Ingediend | 16 juni 2010 |
---|---|
Beantwoord | 19 juli 2010 (na 33 dagen) |
Indiener | Krista van Velzen |
Beantwoord door | |
Onderwerpen | openbare orde en veiligheid organisatie en beleid recht strafrecht |
Bron vraag | https://zoek.officielebekendmakingen.nl/kv-tk-2010Z09443.html |
Bron antwoord | https://zoek.officielebekendmakingen.nl/ah-tk-20092010-2947.html |
De toepassing van elektronische detentie wordt gefaseerd beëindigd. Er worden geen nieuwe veroordeelden meer toegelaten tot elektronische detentie. Ik streef ernaar dat de toepassing van elektronische detentie volledig beëindigd is bij indiening van het wetsvoorstel thuisdetentie bij de Tweede Kamer.
Ja. Zoals aangegeven in de brief van 8 december 2009 (Kamerstukken II 2009–2010, 32 123 VI, nr. 75) zijn de met elektronische detentie opgedane ervaringen positief en voor mij reden om elektronische detentie een wettelijke basis te geven in de vorm van het wetsvoorstel thuisdetentie.
Elektronische detentie heeft tot dusver, in de praktijk als noodmaatregel en proef, op basis van een circulaire plaatsgevonden. Ik acht dat niet langer wenselijk en daarom is een wettelijke regeling aangewezen. Ik ben van mening dat het nu aan de wetgever is om zich een oordeel te vormen over de vormgeving en toepassing van deze modaliteit. De verdere ontwikkeling van thuisdetentie kan dan binnen wettelijke kaders geschieden.

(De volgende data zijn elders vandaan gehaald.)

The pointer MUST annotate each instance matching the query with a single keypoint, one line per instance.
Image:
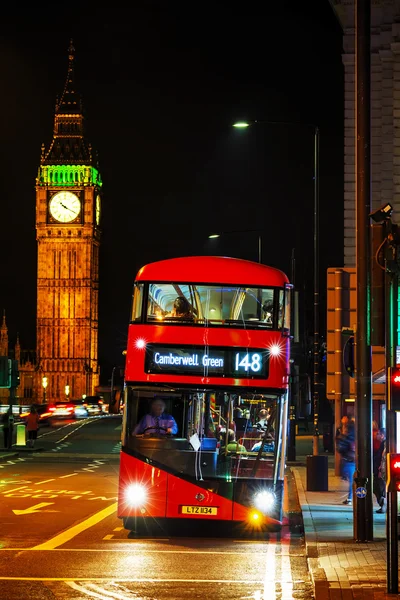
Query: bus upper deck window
(137, 302)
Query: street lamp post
(44, 385)
(216, 235)
(317, 471)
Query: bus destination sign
(207, 361)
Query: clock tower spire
(68, 197)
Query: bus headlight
(264, 501)
(135, 494)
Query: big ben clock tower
(68, 205)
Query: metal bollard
(21, 435)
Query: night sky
(161, 86)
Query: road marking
(45, 481)
(34, 509)
(100, 595)
(124, 550)
(132, 579)
(70, 533)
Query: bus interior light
(264, 501)
(135, 494)
(275, 350)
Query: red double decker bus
(206, 395)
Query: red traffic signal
(393, 463)
(394, 389)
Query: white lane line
(70, 533)
(270, 575)
(121, 550)
(110, 594)
(83, 590)
(44, 481)
(286, 578)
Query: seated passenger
(263, 418)
(233, 445)
(181, 309)
(157, 421)
(268, 444)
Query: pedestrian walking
(382, 480)
(346, 447)
(8, 428)
(32, 426)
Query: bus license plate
(199, 510)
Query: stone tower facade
(68, 205)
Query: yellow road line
(133, 579)
(67, 535)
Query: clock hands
(67, 208)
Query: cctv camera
(382, 214)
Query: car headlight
(264, 501)
(135, 494)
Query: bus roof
(212, 269)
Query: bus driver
(157, 421)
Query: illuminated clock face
(65, 207)
(98, 210)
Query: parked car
(63, 410)
(94, 405)
(80, 408)
(44, 411)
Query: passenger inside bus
(267, 444)
(181, 309)
(157, 421)
(263, 419)
(234, 446)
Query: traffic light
(5, 371)
(394, 403)
(393, 469)
(15, 380)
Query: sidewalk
(340, 567)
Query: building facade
(385, 183)
(68, 213)
(26, 359)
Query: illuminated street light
(216, 235)
(241, 125)
(44, 385)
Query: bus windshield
(196, 435)
(224, 305)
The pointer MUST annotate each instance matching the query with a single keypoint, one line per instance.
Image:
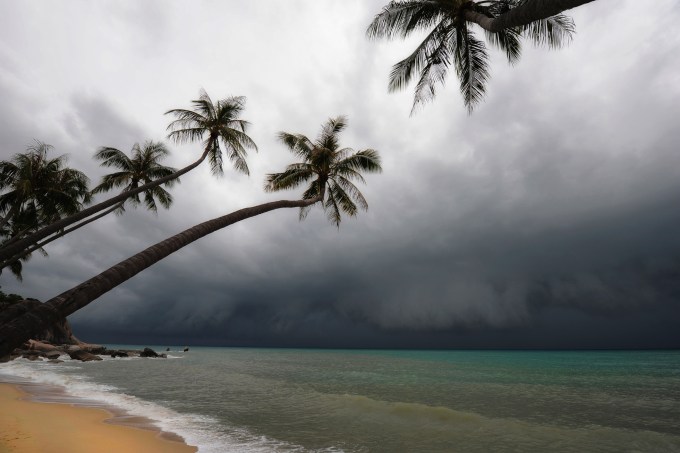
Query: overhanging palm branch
(328, 169)
(450, 41)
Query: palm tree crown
(37, 191)
(330, 169)
(219, 127)
(33, 183)
(451, 41)
(141, 168)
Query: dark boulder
(83, 356)
(52, 355)
(148, 352)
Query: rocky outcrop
(148, 352)
(59, 333)
(83, 356)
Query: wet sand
(27, 427)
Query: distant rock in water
(59, 333)
(148, 352)
(82, 355)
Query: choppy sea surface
(296, 400)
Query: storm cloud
(547, 218)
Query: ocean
(299, 400)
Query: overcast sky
(547, 218)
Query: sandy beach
(27, 426)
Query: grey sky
(547, 218)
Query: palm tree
(523, 14)
(330, 165)
(39, 191)
(329, 170)
(217, 124)
(143, 167)
(452, 41)
(220, 128)
(45, 187)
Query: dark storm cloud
(548, 218)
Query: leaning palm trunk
(11, 250)
(5, 220)
(528, 12)
(39, 245)
(23, 327)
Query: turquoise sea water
(285, 400)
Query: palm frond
(400, 18)
(430, 50)
(293, 176)
(353, 192)
(508, 41)
(472, 67)
(555, 31)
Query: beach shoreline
(27, 426)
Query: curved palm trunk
(32, 249)
(21, 328)
(5, 220)
(524, 14)
(10, 250)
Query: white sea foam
(205, 432)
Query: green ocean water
(227, 399)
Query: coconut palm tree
(329, 170)
(38, 190)
(47, 186)
(217, 125)
(523, 14)
(142, 168)
(451, 41)
(329, 165)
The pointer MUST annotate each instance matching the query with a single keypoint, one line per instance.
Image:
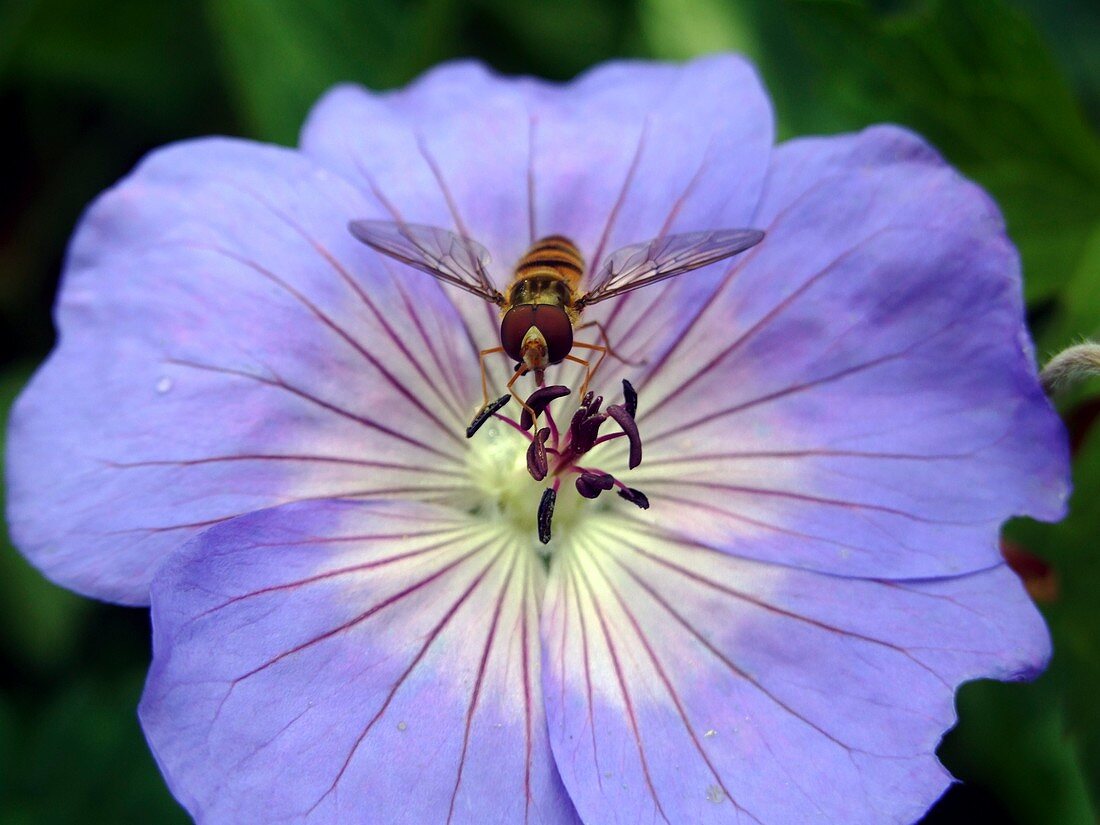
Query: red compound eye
(550, 320)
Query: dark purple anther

Het wetsvoorstel zal naar verwachting begin september bij uw Kamer worden ingediend en zal zo snel mogelijk nadat de beide Kamers der Staten-Generaal het hebben aanvaard, in werking kunnen treden.
Het uitfaseren van elektronische detentie heeft negatieve consequenties voor het personeel bij de vijf Penitentiaire Inrichtingen Administratief (PIA’s). Voor deze personen is het Sociaal Flankerend Beleid van toepassing. Er wordt getracht om deze personen elders binnen het gevangeniswezen passend werk aan te bieden. Het uitfaseren van elektronische detentie heeft daarnaast ook positieve personele consequenties, doordat er sprake is van een toename van de behoefte aan detentiecapaciteit en daardoor ook aan personeel.